EDITOR’S NOTE: This month’s issue of Zatanna isn’t written by Paul Dini, so this review will not be written by regular Zatanna reviewer Danny Djeljosevic. We apologize for the inconvenience.
Here we are at the 12th issue of Zatanna, and I can honestly say that I never thought this day would come. It’s not because I don’t believe in the character and especially not because I don’t have faith in Paul Dini. I love both with all of my heart, but we’ve all fully embraced a book only to have it canceled before our very eyes. So, out of fear of being hurt, I really didn’t get attached to this title. I’d buy the book every month and have a good time, but I always walked away with the mindset that it would be the last one. But after a year, I’ve decided to simply open my heart and dive in.

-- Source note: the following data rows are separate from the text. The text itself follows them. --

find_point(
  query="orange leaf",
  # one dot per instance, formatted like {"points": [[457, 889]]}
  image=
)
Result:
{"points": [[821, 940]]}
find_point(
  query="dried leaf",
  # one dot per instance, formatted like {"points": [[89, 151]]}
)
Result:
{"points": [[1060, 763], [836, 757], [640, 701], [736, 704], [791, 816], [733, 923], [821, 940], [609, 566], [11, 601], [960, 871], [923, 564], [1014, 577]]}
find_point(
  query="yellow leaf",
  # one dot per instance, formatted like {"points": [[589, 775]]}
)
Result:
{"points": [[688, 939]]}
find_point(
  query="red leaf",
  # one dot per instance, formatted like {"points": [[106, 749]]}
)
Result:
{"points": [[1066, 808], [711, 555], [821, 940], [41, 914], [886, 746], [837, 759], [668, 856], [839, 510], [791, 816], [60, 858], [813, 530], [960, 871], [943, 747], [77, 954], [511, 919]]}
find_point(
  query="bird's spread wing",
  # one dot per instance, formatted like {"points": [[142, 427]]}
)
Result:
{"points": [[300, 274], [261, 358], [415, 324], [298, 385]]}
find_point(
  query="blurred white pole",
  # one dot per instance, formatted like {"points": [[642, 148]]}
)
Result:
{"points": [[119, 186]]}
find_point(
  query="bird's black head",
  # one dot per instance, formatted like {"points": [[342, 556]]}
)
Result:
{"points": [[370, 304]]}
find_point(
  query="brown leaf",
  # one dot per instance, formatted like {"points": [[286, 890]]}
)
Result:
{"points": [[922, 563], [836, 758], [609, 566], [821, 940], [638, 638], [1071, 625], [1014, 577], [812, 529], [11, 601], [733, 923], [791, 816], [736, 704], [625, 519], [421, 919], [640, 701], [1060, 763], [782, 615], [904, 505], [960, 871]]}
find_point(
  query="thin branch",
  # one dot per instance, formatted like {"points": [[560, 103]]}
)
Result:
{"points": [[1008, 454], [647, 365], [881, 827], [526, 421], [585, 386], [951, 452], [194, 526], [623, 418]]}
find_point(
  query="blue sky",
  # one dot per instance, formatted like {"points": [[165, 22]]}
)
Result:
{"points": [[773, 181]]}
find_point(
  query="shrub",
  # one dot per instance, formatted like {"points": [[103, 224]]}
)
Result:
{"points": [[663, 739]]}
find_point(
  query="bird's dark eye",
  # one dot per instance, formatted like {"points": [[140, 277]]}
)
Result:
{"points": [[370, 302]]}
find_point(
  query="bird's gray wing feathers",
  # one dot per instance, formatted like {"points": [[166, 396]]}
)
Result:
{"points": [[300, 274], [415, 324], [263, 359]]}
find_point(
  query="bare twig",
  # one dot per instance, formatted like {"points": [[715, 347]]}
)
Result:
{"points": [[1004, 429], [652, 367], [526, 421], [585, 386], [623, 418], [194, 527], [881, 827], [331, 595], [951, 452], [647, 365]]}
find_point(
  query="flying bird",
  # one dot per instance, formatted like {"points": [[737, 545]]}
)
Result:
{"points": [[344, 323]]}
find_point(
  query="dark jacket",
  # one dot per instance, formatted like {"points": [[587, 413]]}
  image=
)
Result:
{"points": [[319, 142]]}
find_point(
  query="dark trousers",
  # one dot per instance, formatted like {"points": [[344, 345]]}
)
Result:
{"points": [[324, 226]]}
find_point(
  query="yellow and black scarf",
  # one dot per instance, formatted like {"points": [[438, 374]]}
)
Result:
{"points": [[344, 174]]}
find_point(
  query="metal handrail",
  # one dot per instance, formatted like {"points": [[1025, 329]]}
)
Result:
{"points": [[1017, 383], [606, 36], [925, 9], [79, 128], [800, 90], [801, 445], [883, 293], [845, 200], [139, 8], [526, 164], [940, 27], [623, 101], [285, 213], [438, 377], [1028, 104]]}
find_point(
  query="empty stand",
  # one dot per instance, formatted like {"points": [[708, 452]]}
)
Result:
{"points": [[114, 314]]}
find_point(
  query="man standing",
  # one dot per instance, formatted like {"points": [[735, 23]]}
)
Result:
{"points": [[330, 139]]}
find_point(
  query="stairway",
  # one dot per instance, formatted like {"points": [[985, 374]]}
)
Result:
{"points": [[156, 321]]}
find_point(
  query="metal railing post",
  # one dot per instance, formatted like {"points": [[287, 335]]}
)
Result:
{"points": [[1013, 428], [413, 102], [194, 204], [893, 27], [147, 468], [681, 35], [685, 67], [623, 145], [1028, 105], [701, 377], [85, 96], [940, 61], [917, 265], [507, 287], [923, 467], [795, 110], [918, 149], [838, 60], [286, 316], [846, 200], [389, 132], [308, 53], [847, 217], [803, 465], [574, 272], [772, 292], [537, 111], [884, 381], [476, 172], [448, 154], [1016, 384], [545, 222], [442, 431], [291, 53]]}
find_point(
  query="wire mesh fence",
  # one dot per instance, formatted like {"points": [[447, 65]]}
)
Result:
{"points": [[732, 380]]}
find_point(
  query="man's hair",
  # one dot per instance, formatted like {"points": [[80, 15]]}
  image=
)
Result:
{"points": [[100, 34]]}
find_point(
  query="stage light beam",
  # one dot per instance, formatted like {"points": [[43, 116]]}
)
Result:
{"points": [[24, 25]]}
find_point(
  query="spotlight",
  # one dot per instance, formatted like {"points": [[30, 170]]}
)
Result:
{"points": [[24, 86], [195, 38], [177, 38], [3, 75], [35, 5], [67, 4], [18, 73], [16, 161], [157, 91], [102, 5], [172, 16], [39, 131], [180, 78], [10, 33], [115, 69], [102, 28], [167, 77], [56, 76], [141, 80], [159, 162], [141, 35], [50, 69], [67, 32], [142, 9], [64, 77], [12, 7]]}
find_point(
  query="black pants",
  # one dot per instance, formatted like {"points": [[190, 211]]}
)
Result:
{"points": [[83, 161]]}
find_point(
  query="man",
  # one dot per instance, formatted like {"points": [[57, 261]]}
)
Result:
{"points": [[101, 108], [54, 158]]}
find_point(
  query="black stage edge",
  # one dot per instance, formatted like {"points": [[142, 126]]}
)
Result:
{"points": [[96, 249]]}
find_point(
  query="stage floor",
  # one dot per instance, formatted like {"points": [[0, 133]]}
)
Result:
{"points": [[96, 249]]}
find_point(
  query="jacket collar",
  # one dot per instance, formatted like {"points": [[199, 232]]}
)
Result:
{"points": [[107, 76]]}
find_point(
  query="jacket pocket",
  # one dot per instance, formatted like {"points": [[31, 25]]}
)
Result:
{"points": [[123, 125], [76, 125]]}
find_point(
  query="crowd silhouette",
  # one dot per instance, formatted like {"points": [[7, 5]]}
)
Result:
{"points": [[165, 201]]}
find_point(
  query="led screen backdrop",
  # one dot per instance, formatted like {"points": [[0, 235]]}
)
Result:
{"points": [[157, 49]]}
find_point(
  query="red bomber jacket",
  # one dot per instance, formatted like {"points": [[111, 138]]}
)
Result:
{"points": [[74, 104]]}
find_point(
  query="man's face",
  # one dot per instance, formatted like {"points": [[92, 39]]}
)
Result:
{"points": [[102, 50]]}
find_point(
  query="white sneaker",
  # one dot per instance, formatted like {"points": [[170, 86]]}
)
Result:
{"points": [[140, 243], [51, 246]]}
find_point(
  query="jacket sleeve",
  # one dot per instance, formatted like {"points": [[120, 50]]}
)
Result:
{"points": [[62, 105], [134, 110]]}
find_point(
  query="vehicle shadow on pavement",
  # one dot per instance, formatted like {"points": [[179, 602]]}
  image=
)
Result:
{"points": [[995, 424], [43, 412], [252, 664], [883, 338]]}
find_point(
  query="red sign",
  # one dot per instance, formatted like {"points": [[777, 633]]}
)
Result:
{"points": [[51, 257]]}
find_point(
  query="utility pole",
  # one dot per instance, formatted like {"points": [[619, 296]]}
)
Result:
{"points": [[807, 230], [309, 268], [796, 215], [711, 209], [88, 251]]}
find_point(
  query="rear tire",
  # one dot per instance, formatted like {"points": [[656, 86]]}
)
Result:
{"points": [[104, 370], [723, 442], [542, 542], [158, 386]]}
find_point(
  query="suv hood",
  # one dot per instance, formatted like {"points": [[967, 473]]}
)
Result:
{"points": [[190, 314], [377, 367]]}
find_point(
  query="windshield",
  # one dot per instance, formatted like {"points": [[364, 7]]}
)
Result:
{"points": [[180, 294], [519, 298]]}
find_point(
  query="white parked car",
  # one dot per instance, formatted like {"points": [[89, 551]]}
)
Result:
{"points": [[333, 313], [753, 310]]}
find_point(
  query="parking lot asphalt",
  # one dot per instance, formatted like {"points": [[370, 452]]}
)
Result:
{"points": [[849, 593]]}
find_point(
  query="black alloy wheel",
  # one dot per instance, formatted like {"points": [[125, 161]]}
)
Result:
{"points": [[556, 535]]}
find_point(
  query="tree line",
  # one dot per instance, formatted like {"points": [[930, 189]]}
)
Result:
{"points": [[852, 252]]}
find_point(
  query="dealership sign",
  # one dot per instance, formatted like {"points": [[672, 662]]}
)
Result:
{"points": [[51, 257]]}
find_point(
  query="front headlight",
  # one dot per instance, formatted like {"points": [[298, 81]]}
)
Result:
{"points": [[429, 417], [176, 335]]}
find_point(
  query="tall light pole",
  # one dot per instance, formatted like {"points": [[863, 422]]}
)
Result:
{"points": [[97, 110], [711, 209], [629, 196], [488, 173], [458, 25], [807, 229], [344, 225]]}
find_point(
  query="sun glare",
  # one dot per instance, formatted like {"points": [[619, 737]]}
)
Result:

With Zatanna #12, Jack of Fables scribe Matthew Sturges fills in for Mr. Dini, pitting our girl Zatanna against a new antagonist named Blacklash — a Cockney bloke whose magic sword can rewind time. Sturges is a good writer and an obvious choice for a magic-based title — it’s a world he’s comfortable in. However, he takes a different approach to the specific feel Dini has set up, leaving the supernatural aspects much more exposed.
Early on, we check in with Zatanna, who reveals some of the magical goings-on around San Francisco, including ghosts and dragons. Even on the first page, we’re introduced to mer-people lounging in the Sutro Baths. And while it’s entertaining to see these magical creatures on display, putting them out in the open also demystifies them. Paul Dini has already created a more mysterious and reserved tone when it comes to his magical rules, so it was odd to see Sturges do the opposite.
Now, that’s not to say I didn’t enjoy this book; far from that. Sturges has a great handle on humor and dialogue — particularly as Backlash’s time-altering abilities lay waste to Zatanna’s main source of power, with only her mastery over palindromes saving the day.
Artist Stephane Roux has come back to penciling, taking the reigns back from Cliff Chiang and Jamal Igle. Roux can tackle all variety of subjects, from pretty girls to grotesque monsters and bizarre situations. Having a multi-faceted artist like this is so important to a book whose situations can (literally) change in a flash. Plus, I have to commend John Kalisz on his wonderful polar opposite coloring: vibrant neon greens and dull, dirty flannels thrive together in the same panels, and it all looks great.
So there you have it: a quirky but fun issue with great visuals and an Amanda Conner cover? I can’t believe I didn’t mention that before — I think I was too busy drooling over it. While it doesn’t quite capture the magic that the previous issues had, I definitely didn’t regret picking it up.